DALLAS -- At the TechEd conference earlier this month, IT executives picked up a few details about Microsoft's database strategy. First, the company said it would add reporting services for SQL Server 2000; they will appear sometime later this year. And, second, officials said that Microsoft's next-generation database, code-named Yukon, will ship six months later than originally planned. It's now due out in late 2004, and it's probably going to be a few years beyond that before most IT shops consider installing the software. Nonetheless, Stan Sorenson, director of SQL Server product management, offered a few tips for customers interested in knowing how to prepare for Yukon.
What will customers need to do to ease the next generation of SQL Server into their organizations?
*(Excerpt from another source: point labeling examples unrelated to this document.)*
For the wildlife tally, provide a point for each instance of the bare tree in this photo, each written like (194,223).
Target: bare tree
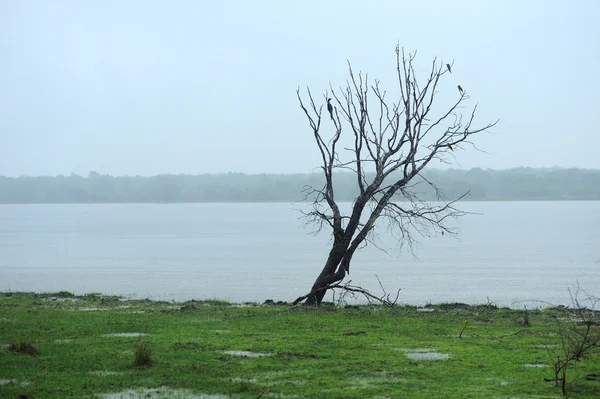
(388,146)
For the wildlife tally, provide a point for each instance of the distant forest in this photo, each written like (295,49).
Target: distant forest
(484,185)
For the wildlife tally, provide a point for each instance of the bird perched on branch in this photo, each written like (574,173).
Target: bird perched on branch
(330,108)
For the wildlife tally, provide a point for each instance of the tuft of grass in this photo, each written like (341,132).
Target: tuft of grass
(142,354)
(25,347)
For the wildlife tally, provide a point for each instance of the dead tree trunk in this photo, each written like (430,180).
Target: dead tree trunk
(393,142)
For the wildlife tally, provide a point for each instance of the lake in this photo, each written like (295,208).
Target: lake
(509,253)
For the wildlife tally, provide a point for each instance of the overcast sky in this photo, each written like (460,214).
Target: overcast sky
(148,87)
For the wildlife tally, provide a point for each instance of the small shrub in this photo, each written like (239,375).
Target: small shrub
(23,346)
(142,354)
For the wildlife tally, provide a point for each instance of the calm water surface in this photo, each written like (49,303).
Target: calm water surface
(510,252)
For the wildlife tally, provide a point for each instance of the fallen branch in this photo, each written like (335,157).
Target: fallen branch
(385,299)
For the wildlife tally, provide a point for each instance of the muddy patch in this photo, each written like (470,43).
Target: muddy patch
(124,335)
(160,393)
(246,353)
(423,354)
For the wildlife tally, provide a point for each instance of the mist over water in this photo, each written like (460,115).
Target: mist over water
(508,253)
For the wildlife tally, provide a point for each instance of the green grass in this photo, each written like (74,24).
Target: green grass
(87,345)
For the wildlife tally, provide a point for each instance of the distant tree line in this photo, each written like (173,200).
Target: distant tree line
(483,184)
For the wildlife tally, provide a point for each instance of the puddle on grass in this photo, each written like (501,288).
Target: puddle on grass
(246,353)
(423,354)
(105,373)
(125,335)
(4,381)
(247,380)
(160,393)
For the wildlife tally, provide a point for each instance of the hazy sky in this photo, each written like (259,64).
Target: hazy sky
(148,87)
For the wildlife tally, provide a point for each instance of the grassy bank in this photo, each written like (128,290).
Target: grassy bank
(61,346)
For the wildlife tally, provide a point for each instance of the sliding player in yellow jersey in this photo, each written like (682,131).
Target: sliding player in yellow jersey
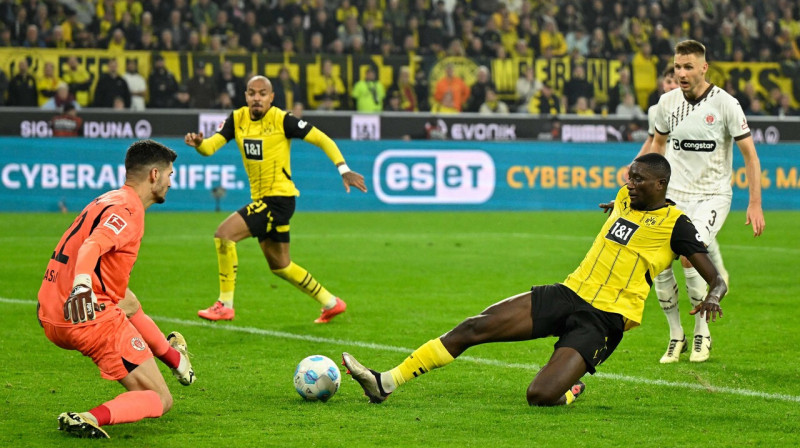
(591,309)
(262,133)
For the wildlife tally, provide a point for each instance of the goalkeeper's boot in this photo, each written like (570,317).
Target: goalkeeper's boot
(369,379)
(328,314)
(184,372)
(80,425)
(702,348)
(218,311)
(674,350)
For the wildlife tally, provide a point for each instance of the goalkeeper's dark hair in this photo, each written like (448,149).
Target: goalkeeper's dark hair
(657,164)
(144,154)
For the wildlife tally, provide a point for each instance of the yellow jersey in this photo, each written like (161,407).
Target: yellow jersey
(265,145)
(632,248)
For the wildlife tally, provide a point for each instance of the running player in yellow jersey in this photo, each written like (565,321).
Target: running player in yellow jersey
(263,134)
(591,309)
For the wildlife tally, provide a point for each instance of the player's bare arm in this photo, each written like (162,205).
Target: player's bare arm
(351,178)
(193,139)
(607,206)
(717,288)
(752,167)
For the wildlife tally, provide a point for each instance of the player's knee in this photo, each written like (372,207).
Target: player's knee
(473,329)
(129,304)
(166,401)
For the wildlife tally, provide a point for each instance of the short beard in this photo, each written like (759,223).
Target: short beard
(255,116)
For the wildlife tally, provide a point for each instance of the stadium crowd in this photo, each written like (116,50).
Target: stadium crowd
(641,34)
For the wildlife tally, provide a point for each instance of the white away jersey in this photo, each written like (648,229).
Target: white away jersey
(651,120)
(702,134)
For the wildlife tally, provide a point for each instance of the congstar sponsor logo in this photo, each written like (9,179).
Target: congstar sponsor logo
(434,177)
(695,145)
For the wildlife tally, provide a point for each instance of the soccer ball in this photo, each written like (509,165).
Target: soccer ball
(317,378)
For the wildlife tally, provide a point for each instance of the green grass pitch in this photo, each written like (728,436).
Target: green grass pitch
(407,278)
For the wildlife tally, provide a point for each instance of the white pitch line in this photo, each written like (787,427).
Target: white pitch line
(483,361)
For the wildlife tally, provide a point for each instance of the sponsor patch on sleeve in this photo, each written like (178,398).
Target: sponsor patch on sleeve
(115,223)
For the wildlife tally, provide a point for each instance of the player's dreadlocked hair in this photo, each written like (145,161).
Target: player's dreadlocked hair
(657,164)
(145,153)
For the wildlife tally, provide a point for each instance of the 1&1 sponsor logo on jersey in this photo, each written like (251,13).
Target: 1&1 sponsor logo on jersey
(434,177)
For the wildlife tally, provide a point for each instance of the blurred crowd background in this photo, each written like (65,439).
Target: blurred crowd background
(635,37)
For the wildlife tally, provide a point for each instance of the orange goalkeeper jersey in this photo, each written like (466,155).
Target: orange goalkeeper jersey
(115,222)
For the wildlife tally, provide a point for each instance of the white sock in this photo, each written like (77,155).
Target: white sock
(696,287)
(667,292)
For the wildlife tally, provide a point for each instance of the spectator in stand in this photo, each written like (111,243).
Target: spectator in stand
(68,123)
(178,29)
(3,87)
(493,105)
(577,87)
(741,97)
(182,98)
(785,108)
(546,103)
(369,93)
(297,109)
(455,85)
(404,91)
(162,85)
(232,84)
(422,90)
(224,101)
(202,88)
(327,86)
(629,109)
(623,87)
(446,105)
(22,87)
(110,87)
(492,40)
(285,90)
(323,25)
(348,30)
(477,92)
(117,42)
(137,86)
(551,38)
(582,107)
(47,83)
(756,108)
(166,42)
(527,87)
(32,38)
(61,98)
(204,11)
(57,39)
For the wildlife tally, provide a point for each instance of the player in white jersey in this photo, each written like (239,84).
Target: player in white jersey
(702,122)
(668,83)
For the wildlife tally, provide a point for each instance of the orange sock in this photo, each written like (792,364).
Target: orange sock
(155,339)
(129,407)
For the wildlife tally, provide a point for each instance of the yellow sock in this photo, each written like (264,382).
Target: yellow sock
(228,264)
(429,356)
(305,282)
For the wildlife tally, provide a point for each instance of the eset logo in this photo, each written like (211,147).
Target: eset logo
(434,177)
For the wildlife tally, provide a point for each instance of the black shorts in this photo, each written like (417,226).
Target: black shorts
(557,311)
(268,218)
Sorenson: The radical nature of change will depend on the environment. Our goal will be to make the upgrade process as painless as possible. When we went from SQL Server 6.5 to 7.0, it was not pain free. Going to SQL Server 2000 from SQL Server 7.0 was ever so slightly less pain free. Our goal will be to have an upgrade that doesn't require a huge amount of rewrite of store procedures. There may be a little rewrite, but the goal is to have it so well documented that the customer will know up front what they will need to do.
We will produce planning guides that will help people go through the process. It's early right now to have them, since we haven't gotten to beta 1 yet; [it's due out this summer].